War won't hit tourism: expert
The growth in tourism sector will mainly come through inter-regional travel, which accounts for around 80 percent of tourism in Europe and the Asia Pacific, said David J de Villiers, deputy secretary-general of the World Tourism Organisation.india Updated: Mar 28, 2003 16:44 IST
Even as the Indian travel trade fears another turbulent period due to the Iraq war, a world tourism body says there is no reason to revise its optimistic predictions.
"The fundamental character of people is that they will travel whether for business, pleasure, visiting relatives, sports or adventure in ever increasing numbers to newer destinations," said David J de Villiers, deputy secretary-general of the World Tourism Organisation (WTO).
He was addressing the 10th South Asia Travel Tourism Exchange (SATTE) mart in New Delhi.
All the 235 registered tour operators from 36 countries, including the Middle East and Europe, are participating in the three-day event, notwithstanding the Iraq war.
"Despite the Iraq war, WTO remains positive about the medium and long-term prospects of tourism. There is no convincing reason for WTO to revise its optimism," said de Villiers.
"Instead of long-haul travel, inter-regional travel closer home will grow."
Urging South Asian countries to rework their strategy to focus on regional tourism, de Villiers said even in the wake of a global economic downturn and the 9/11 impact, last year witnessed tremendous growth, largely due to inter-regional tourism.
"The year 2002 was a year of several firsts. This included global travel growing by 3.1 percent from 700 million arrivals to 750 million arrivals, with the Asia Pacific region witnessing 130 million tourist arrivals.
"This was encouraging, coming as it did after the 2001 downturn and despite a decline in the economy of the source countries," said de Villiers.
Even in the present difficult world situation -- when people in the US will curtail long-haul travel fearing that they could be the targets of retaliation for their country's role in the Iraq war -- the travel industry is expected to grow.
The growth will mainly come through inter-regional travel, which accounts for around 80 percent of tourism in Europe and the Asia Pacific.

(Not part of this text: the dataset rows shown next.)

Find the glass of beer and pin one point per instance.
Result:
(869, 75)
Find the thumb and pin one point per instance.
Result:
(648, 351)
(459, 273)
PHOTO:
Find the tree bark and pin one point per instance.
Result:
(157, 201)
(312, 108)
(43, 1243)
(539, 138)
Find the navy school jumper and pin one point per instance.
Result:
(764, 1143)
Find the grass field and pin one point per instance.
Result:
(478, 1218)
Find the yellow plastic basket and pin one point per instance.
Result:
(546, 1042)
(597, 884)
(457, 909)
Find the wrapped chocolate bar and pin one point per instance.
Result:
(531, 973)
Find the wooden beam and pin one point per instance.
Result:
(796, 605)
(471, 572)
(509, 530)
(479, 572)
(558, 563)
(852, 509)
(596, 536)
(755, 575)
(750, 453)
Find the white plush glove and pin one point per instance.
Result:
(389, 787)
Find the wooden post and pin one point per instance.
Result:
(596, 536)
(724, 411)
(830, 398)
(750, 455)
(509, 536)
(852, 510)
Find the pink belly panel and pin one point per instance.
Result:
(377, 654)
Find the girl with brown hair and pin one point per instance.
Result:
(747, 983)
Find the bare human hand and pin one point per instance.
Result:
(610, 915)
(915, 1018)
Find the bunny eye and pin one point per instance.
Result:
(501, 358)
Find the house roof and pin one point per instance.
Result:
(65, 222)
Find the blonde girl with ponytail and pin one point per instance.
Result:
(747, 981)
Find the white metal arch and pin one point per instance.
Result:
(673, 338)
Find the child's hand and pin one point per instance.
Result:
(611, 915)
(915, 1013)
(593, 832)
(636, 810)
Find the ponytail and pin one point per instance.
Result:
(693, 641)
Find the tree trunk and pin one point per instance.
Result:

"If the war can be restricted to a small geographical area and if it is of short duration then the impact will be reduced. The impact will be more on destinations close to the war zone. Unrelated destinations will maintain and even see increased tourist arrivals," he said.
According to him, tourism has at all times shown resilience and surged back with renewed vigour after every setback. This was witnessed a year after the 1991 Gulf War as well.
Striving to boost tourism, India has invited 80 special guests to attend the travel mart and go around the country to give their input on how best to package its myriad attractions.
Tourism Secretary Rathi Vinay Jha said after the 15 percent growth witnessed in foreign tourist inflow in the last five months, "the war and surrounding uncertainty has given rise to fears of a downturn".
The presence of such a large number of international tour operators has however renewed hope, she said.
The participation of 23 tour operators from China is expected in particular to boost the two-way tourist flow between China and India, said Maharaj IS Wahi, president of the Indian Association of Tour Operators.